Quando saiu à rua, o sol do meio-dia bateu-lhe direto nos olhos, cegando-o por alguns instantes. À luz do dia, o que havia acontecido não lhe parecia real. As horas passadas dentro daquele caixote de cimento e vidro fumê, iluminado com luzes fluorescentes, tinham ficado distantes, irreais. Aquilo tudo não podia ser verdade: o homem que matou friamente quatro pessoas não podia ser ele. Tinha que esquecer. Não dava pra conviver com a aquela memória. E agora, o que faria? Na proposta, não ia nem pensar... Mas precisava decidir o que fazer, para onde ir, naquele momento. Era cedo para ir para casa. Se voltasse já, teria que inventar desculpas. Mas, talvez fosse melhor. Ficar perambulando pela rua não lhe faria bem algum. Precisava se recolher ao seu lar, encontrar sua realidade, seu cotidiano, sua família. Só assim conseguiria afastar da memória a manhã de horror que acabara de viver.
Chegou em casa e foi para o quarto, sem falar com ninguém. Sua mulher só voltaria à noite. Isabel só chegaria do colégio à tardinha e Luísa estava trancada no quarto, falando ao telefone, e nem o ouviu entrar. Aliás, teve a impressão de ouvir um som de choro quando passou pela sua porta... Devia ser só impressão ou, quem sabe, briga com o namorado. De qualquer jeito, não estava com cabeça para conversar com ela. Depois que relaxasse um pouco, veria o que estava se passando. Será que tinha alguma coisa a ver com o assunto que queria falar com ele? Seria grave? Bobagem... Adolescentes choram à toa. Tratou de deitar-se e tentar dar uma cochilada.

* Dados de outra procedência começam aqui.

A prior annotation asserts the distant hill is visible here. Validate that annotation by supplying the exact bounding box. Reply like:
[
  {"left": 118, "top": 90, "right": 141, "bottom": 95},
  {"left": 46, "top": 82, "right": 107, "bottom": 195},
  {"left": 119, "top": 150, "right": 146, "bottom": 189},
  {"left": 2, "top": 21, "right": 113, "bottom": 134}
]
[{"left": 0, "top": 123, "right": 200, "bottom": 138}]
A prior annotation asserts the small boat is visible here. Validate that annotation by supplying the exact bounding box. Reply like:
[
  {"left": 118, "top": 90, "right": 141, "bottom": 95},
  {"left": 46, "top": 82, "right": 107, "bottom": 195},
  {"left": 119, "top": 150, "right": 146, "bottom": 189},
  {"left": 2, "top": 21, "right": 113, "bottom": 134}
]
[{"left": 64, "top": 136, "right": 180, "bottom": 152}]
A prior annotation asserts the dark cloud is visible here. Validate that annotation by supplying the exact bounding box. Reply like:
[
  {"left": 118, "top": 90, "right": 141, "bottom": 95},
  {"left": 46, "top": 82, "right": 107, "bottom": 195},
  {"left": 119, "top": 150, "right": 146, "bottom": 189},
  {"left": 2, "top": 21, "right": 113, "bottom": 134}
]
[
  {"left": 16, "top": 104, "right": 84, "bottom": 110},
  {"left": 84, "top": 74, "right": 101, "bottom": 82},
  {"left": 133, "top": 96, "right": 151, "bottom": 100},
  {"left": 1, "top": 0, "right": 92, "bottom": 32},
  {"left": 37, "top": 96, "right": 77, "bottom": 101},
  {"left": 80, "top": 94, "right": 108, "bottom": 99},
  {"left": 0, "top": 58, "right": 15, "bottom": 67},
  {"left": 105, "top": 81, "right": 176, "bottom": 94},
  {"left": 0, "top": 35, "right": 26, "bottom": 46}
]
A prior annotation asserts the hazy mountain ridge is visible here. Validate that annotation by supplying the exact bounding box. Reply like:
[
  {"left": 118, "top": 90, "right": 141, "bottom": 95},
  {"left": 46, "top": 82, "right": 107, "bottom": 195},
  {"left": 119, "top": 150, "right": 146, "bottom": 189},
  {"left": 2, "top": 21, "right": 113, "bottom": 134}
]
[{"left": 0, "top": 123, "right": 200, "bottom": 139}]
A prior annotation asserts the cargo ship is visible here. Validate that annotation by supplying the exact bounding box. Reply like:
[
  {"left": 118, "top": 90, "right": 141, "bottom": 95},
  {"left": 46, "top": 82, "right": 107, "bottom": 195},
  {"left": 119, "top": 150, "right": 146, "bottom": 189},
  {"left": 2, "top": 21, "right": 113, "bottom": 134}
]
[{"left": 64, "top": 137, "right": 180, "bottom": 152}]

Acordou, horas mais tarde, suando frio. Teve pesadelos horríveis, dos quais não se lembrava. Ficou um pouco quieto na cama, olhando para o teto escuro e concentrando-se nos sons que vinham da sala. Ouviu uns soluços, que pareciam de Luisa, e também a voz de Vera. O que teria acontecido para sua filha estar chorando até agora? Ou seria Isabel, ou mesmo Vera? Será que estavam todas chorando? Teriam descoberto que ele era um assassino? Queria ir até lá, ver o que estava acontecendo, mas, mesmo sem ter a mais vaga noção do problema, já se sentia culpado. A curiosidade e a preocupação acabaram por vencer a culpa. Levantou-se e foi até a sala.
A cena era dramática: Vera, sentada no sofá, e Luísa, deitada no seu colo, aos prantos. Sua mulher também estava com cara de quem tinha chorado... Tomaram um susto quando o viram e tentaram se recompor.
- O que você estava fazendo aí? - perguntou Vera, agressiva.
Era só o que faltava, tratava-o como a um intruso.
- Eu saí mais cedo do trabalho porque não estava passando bem, mas, eu é que pergunto: O que está acontecendo aqui? – contra-atacou.
Luísa, que repentinamente havia parado de chorar, empinou-se no sofá e, com um ar controlado, respondeu:
- Eu estou com um problema sério. Era sobre isso que precisava conversar com você.
- Então fala logo, menina, você quer que eu tenha um enfarto? Fala logo o que é; eu não sou adivinho. Aliás, eu sou sempre o último a saber das coisas nesta casa – reclamou, impaciente. Quando percebeu seu descontrole, já era tarde demais: Luisa desatara a chorar novamente, abraçada à mãe, que tentava acalmá-la.
Vendo que seria impossível continuar a conversa naquele tom, sentou-se e respirou fundo antes de continuar:
- Desculpe, minha filha, é que eu tive um dia muito difícil. Vai passar uma água no rosto pra ver se você se acalma, assim nós podemos conversar.
Enquanto Luísa estava no banheiro, tentou extrair alguma informação de sua mulher, mas Vera fechou-se em copas, preferia deixar que a filha contasse o problema à sua maneira, no seu tempo. Esforçou-se para manter a calma. Sua vontade era gritar e sacudir as duas, até que lhe contassem a razão do drama. Sua cota de suspense já se esgotara. Seus nervos estavam estropiados e sua paciência por um fio...
Luísa voltou do banheiro e sentou-se no sofá, bem em frente à poltrona onde o pai a esperava:
- Pai, é o seguinte: Vou falar logo, sem rodeios. Estou grávida.